カンマチョン「人と水牛」(1975年、タイ)



カンマチョンはタイのロックバンド。タイの社会派フォーク・ロック(タイ語では「プレーン・プア・チーウィット」という)の先駆けにカラワンというバンドがあるが、カンマチョンもカラワンと連携して1970年代に民主化運動に参加していた政治的メッセージの強いバンドである。
カンマチョンは「人と水牛」、「雨を待つ稲」といったカラワンの歌を数曲カヴァーしているが、歪んだオルガンの音がサイケデリックな雰囲気を醸し出している。特に「人と水牛」のカヴァーでは曲が終盤に近付くにつれヴォーカルがトランス状態になっているかのようにシャウトし、本家カラワンのヴァージョンよりも「ぶっとんで」いる。

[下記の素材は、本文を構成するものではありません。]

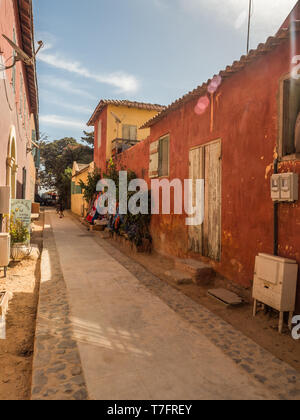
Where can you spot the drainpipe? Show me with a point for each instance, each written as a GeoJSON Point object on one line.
{"type": "Point", "coordinates": [276, 209]}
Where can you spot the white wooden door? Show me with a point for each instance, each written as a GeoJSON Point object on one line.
{"type": "Point", "coordinates": [205, 163]}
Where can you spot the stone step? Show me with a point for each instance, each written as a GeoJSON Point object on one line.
{"type": "Point", "coordinates": [200, 272]}
{"type": "Point", "coordinates": [179, 277]}
{"type": "Point", "coordinates": [4, 301]}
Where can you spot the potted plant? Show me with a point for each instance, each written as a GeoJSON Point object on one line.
{"type": "Point", "coordinates": [19, 235]}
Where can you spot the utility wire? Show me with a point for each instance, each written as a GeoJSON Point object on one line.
{"type": "Point", "coordinates": [249, 25]}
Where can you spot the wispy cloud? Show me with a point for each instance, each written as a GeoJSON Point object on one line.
{"type": "Point", "coordinates": [267, 15]}
{"type": "Point", "coordinates": [57, 120]}
{"type": "Point", "coordinates": [64, 85]}
{"type": "Point", "coordinates": [123, 82]}
{"type": "Point", "coordinates": [61, 103]}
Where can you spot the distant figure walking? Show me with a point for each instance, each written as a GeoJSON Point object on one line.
{"type": "Point", "coordinates": [61, 208]}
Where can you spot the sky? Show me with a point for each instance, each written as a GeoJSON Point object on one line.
{"type": "Point", "coordinates": [144, 50]}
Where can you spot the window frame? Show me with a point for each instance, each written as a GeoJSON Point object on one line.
{"type": "Point", "coordinates": [160, 156]}
{"type": "Point", "coordinates": [129, 127]}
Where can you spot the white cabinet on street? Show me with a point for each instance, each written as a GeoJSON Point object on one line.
{"type": "Point", "coordinates": [275, 284]}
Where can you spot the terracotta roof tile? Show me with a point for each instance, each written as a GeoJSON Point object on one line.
{"type": "Point", "coordinates": [271, 43]}
{"type": "Point", "coordinates": [27, 32]}
{"type": "Point", "coordinates": [130, 104]}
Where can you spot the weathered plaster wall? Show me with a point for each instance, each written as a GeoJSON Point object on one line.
{"type": "Point", "coordinates": [246, 120]}
{"type": "Point", "coordinates": [12, 114]}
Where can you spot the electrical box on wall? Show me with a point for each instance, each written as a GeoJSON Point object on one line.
{"type": "Point", "coordinates": [4, 200]}
{"type": "Point", "coordinates": [285, 187]}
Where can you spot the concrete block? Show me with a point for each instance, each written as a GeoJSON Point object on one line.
{"type": "Point", "coordinates": [179, 277]}
{"type": "Point", "coordinates": [201, 273]}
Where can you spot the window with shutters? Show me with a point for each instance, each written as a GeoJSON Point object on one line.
{"type": "Point", "coordinates": [289, 132]}
{"type": "Point", "coordinates": [99, 137]}
{"type": "Point", "coordinates": [163, 156]}
{"type": "Point", "coordinates": [129, 132]}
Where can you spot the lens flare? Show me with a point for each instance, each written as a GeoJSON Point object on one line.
{"type": "Point", "coordinates": [202, 105]}
{"type": "Point", "coordinates": [214, 84]}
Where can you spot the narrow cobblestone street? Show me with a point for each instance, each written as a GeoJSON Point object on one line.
{"type": "Point", "coordinates": [136, 340]}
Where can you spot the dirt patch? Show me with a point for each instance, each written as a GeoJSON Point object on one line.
{"type": "Point", "coordinates": [263, 329]}
{"type": "Point", "coordinates": [16, 351]}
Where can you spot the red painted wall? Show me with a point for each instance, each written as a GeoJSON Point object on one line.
{"type": "Point", "coordinates": [246, 119]}
{"type": "Point", "coordinates": [10, 101]}
{"type": "Point", "coordinates": [100, 153]}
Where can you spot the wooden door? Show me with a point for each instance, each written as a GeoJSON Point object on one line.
{"type": "Point", "coordinates": [205, 163]}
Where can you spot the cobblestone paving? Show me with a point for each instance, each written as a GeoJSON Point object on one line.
{"type": "Point", "coordinates": [57, 371]}
{"type": "Point", "coordinates": [281, 379]}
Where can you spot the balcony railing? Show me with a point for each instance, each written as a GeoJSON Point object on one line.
{"type": "Point", "coordinates": [120, 145]}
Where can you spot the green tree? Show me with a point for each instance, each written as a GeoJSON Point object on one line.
{"type": "Point", "coordinates": [57, 163]}
{"type": "Point", "coordinates": [88, 138]}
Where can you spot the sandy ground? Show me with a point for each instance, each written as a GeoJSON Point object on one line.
{"type": "Point", "coordinates": [17, 350]}
{"type": "Point", "coordinates": [263, 329]}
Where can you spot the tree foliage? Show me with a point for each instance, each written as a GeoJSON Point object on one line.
{"type": "Point", "coordinates": [88, 138]}
{"type": "Point", "coordinates": [57, 163]}
{"type": "Point", "coordinates": [89, 188]}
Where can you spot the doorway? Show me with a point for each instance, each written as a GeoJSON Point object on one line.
{"type": "Point", "coordinates": [11, 163]}
{"type": "Point", "coordinates": [205, 163]}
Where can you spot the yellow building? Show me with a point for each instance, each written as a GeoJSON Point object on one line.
{"type": "Point", "coordinates": [80, 172]}
{"type": "Point", "coordinates": [117, 127]}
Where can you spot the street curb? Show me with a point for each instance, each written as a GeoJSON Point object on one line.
{"type": "Point", "coordinates": [57, 372]}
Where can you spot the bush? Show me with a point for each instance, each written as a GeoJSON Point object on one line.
{"type": "Point", "coordinates": [18, 231]}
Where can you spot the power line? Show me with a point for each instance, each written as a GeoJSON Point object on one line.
{"type": "Point", "coordinates": [249, 25]}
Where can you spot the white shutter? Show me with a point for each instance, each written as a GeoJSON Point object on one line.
{"type": "Point", "coordinates": [99, 139]}
{"type": "Point", "coordinates": [153, 164]}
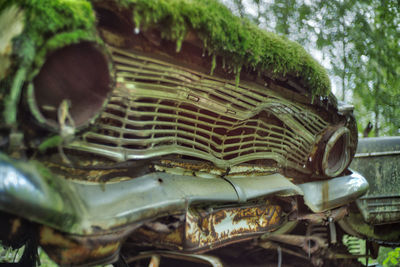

カンマチョンにせよ、カラワンにせよ、彼らはタイの農民や労働者たちを抑圧する政府に対して非常に好戦的だった。「人と水牛」という曲も、さあ、行こうよ、鋤と銃を持って、というようなアナーキーな歌詞が特徴である。カンマチョンは学生運動に参加していたメンバーで構成されているが、メンバーが学生決起クーデターで銃殺されるなど、社会的状況が非常に不穏の中活動していたらしい。
もしかしたらこのバンドは音楽好きというよりは、タイの歴史・社会史に詳しい人間によく知られているのかもしれない。筆者はタイ語には疎いが、日本とは比べ物にならないほどの複雑な国内情勢において常にプレーン・プア・チーウィットは激動のタイの社会を鋭く批評・批判してきたのだろう。その批評精神が後のカラバオやガトーンといった後輩バンドに受け継がれているのだと思う。
なお「カンマチョン」とは「プロレタリアート」という意味らしい。